Cyber charters transformed my struggling kids. Why do Pa. politicians want to change my choice? | Opinion
When my oldest daughter was bullied so badly that she suffered a head injury which impeded her ability to learn, I decided to remove my children from Philadelphia’s failing school system altogether and find an online alternative.
I am a parent and a taxpayer. Unfortunately, my elected officials don’t always believe that makes me qualified to choose the best school for my children.
For parents like me, who choose to send our children to cyber charter schools instead of the traditional public schools that were failing them, we’re always wondering just how much longer we’ll have the freedom to keep making this choice. Every few years, Pennsylvania politicians seem to rediscover the topic of cyber charter schools and raise new concerns about whether the students who attend them are really getting the taxpayers’ money’s worth.
The newest legislation that has cyber charter parents worried comes from State Representative Curt Sonney, the new chairman of the House Education Committee. His proposed House Bill 1897 would require all 500 Pennsylvania school districts to create and manage their own cyber schools. It overlaps with Senate Bill 34, proposed in January by State Senator Judy Schwank, which would require families to pay out-of-pocket tuition if they want to send their children to any cyber charter school other than the one operated by their local district.
When combined, the purpose of these bills is clear: They seek to force parents to send their children to schools within their existing district, rather than granting them the freedom to know what’s best for their own child.
This is alarming, especially for parents like me.
My district, the School District of Philadelphia, is a disaster in my opinion. Their programs are underfunded, their faculty is understaffed, and they can’t provide adequate support for special needs students. They can also be unsafe. When my oldest daughter was bullied so badly that she suffered a head injury that impeded her ability to learn, I decided to remove my children from Philadelphia’s failing school system altogether and find an online alternative.
My daughter, who is on a 504 plan for children with diagnosed disabilities, now receives the special assistance that she was unable to obtain from Philadelphia’s public schools. When her online instructors realized that she had fallen behind academically as a result of her trauma and the lack of support from her previous school, they strove to get her back on track and caught up to where she needed to be. Their efforts included regular phone calls with me.

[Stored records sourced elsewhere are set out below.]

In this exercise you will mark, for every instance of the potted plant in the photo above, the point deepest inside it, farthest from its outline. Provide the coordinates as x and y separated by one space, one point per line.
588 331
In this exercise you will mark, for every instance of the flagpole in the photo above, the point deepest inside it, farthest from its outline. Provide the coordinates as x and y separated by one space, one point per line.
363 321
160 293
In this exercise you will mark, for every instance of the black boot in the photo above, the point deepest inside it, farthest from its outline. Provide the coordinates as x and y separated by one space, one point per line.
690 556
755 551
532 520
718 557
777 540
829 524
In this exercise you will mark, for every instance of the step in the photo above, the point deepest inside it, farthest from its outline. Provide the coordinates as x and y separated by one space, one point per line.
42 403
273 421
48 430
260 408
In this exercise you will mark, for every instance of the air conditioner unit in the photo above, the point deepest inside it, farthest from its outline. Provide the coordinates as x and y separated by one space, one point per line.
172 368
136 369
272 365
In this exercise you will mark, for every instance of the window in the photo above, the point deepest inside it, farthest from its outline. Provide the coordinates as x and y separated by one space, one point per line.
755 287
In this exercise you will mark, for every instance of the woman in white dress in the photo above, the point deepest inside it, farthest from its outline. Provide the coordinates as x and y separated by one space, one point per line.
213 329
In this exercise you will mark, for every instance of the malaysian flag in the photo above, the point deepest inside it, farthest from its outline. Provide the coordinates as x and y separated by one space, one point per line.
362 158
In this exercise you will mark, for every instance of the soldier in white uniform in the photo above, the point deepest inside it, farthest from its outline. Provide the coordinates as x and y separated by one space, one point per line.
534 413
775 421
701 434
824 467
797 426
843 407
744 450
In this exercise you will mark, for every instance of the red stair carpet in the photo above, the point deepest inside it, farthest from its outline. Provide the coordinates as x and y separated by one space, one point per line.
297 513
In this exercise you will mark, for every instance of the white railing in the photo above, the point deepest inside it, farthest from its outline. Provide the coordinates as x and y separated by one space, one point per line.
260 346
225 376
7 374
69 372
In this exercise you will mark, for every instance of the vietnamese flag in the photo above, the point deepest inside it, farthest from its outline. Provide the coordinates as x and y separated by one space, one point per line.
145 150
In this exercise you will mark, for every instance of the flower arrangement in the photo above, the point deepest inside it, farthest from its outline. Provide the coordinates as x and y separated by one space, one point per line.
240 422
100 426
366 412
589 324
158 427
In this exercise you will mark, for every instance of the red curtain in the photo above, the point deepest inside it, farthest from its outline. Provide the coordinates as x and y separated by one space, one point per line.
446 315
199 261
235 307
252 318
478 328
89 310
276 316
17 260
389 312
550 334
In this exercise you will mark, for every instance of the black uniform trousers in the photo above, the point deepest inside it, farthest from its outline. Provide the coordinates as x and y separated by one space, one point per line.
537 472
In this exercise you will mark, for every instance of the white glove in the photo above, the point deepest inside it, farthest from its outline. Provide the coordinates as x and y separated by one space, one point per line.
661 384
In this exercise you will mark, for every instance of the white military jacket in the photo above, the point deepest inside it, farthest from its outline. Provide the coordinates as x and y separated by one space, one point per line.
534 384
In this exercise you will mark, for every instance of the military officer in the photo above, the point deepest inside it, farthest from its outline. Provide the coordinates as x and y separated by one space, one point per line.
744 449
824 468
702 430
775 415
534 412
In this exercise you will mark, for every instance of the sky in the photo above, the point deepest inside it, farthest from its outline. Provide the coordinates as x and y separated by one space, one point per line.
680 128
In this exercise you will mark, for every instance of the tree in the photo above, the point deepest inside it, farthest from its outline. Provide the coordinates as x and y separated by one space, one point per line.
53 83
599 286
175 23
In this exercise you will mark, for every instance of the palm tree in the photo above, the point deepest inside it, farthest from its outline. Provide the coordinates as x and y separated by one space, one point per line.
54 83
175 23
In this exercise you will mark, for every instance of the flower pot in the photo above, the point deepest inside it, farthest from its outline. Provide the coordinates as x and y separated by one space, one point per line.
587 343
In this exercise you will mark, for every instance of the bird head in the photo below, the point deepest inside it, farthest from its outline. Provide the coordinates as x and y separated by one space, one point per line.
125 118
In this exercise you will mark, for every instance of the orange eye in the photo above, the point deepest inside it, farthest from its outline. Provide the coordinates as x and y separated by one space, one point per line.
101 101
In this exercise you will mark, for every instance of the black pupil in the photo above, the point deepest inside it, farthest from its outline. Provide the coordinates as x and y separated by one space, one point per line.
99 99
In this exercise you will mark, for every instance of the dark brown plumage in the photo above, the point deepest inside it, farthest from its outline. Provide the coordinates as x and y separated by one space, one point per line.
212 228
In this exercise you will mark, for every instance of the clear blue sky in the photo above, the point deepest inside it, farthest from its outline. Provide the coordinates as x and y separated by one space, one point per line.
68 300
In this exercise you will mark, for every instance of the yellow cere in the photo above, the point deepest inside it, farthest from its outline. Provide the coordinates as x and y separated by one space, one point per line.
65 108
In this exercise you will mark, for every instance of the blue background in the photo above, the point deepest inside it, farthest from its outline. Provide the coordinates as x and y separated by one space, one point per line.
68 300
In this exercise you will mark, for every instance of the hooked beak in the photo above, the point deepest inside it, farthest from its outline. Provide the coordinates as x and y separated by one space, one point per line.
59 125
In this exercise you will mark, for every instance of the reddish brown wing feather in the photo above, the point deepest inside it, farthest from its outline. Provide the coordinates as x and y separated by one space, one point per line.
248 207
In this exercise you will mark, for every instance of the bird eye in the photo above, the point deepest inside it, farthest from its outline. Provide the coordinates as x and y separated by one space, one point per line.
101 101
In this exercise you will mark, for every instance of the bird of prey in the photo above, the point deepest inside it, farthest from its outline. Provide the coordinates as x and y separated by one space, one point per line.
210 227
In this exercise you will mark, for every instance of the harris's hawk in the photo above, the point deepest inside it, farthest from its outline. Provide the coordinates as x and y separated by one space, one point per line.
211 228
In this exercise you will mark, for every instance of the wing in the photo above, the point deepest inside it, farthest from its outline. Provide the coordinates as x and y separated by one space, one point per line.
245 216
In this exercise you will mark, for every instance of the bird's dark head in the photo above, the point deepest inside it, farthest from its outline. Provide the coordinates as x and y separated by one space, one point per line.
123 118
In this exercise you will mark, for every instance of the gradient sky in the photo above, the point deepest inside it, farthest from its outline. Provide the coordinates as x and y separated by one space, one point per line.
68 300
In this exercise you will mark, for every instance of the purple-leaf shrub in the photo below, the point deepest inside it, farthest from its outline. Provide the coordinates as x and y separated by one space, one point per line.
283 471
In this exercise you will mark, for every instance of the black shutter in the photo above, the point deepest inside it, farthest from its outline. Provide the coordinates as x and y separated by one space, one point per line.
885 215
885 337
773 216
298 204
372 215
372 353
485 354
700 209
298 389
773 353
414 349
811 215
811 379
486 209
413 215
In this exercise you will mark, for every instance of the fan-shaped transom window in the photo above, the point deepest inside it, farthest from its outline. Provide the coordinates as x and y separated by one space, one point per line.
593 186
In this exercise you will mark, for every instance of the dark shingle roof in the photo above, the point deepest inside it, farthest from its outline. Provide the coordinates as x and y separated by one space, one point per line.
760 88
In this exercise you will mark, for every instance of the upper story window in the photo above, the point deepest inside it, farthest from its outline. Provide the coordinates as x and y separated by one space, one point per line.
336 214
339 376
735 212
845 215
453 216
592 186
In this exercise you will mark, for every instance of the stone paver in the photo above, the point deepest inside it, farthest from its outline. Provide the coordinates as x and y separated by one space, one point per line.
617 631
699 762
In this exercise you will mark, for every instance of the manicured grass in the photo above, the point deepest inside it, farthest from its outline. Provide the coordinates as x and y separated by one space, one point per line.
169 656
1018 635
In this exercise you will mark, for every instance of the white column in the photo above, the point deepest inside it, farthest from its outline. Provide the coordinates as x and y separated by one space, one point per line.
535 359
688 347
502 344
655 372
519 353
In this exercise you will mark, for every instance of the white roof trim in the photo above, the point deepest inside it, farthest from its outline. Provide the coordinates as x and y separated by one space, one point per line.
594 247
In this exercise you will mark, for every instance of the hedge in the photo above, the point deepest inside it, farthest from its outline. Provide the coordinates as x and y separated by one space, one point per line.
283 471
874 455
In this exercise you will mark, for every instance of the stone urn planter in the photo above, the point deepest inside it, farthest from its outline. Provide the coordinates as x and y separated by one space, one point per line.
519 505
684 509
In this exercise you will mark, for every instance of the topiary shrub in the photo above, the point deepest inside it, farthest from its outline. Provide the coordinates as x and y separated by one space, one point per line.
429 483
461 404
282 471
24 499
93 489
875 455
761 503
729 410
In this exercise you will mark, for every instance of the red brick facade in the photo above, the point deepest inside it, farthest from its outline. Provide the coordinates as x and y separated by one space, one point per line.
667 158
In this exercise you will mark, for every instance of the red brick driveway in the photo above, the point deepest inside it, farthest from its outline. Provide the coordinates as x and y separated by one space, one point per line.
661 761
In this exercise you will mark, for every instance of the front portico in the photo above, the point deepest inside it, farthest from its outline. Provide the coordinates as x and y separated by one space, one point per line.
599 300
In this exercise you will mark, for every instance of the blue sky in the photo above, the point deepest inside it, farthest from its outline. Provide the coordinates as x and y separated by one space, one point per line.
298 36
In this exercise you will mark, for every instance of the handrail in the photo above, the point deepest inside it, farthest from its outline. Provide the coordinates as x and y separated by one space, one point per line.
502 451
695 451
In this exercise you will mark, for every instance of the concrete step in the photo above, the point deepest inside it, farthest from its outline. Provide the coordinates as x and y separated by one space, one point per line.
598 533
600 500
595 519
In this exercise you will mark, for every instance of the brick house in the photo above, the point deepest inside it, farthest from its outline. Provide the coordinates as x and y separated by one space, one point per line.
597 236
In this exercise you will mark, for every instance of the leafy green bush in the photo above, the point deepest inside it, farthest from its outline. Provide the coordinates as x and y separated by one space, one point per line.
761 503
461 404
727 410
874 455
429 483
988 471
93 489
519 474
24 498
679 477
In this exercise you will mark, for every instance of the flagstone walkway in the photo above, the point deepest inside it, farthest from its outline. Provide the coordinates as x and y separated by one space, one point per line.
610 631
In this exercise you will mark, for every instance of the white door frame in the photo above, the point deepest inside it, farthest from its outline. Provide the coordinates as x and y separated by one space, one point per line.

My daughter is now excelling in her online classes, as her grades have once again returned to their pre-injury heights. Three years after they first enrolled at the PA Distance Learning Charter School, my two teen daughters are regulars on the honor roll, while my son — who has only ever known cyber education, beginning with kindergarten — is a thriving digital learning native.
After three years of success at their cyber charter, I cannot imagine sending my children back to a traditional public school, or the look on my daughter’s face if I had to tell her she could no longer attend the school that rekindled her love of learning and helped her feel safe, seen, and appreciated.
I don’t think Rep. Sonney or Sen. Schwank would ever tell my daughter to her face that she doesn’t deserve to attend the school of her choice, but that’s exactly what these bills would imply: That politicians, not parents, know what’s best for kids and families.
I don’t think our elected officials always understand the human aspect of the bills they propose, or the real effects they would have on the lives of their constituents. I invite the sponsors of these bills to visit failing school districts like Philadelphia and see firsthand why more than 37,000 Pennsylvania parents like me are choosing to send our children to charter schools. If they still believe that taking this choice away from us would be better for our children, I would disagree. But if it came down to it, and we were forced to pay out-of-pocket to keep attending our current cyber charter, I would rather struggle financially to continue sending my children to the school that’s actually working for them than to feel trapped within the hopeless failure of a district that isn’t working at all.
Annette Mercado is a Philadelphia resident and the parent of three cyber charter students.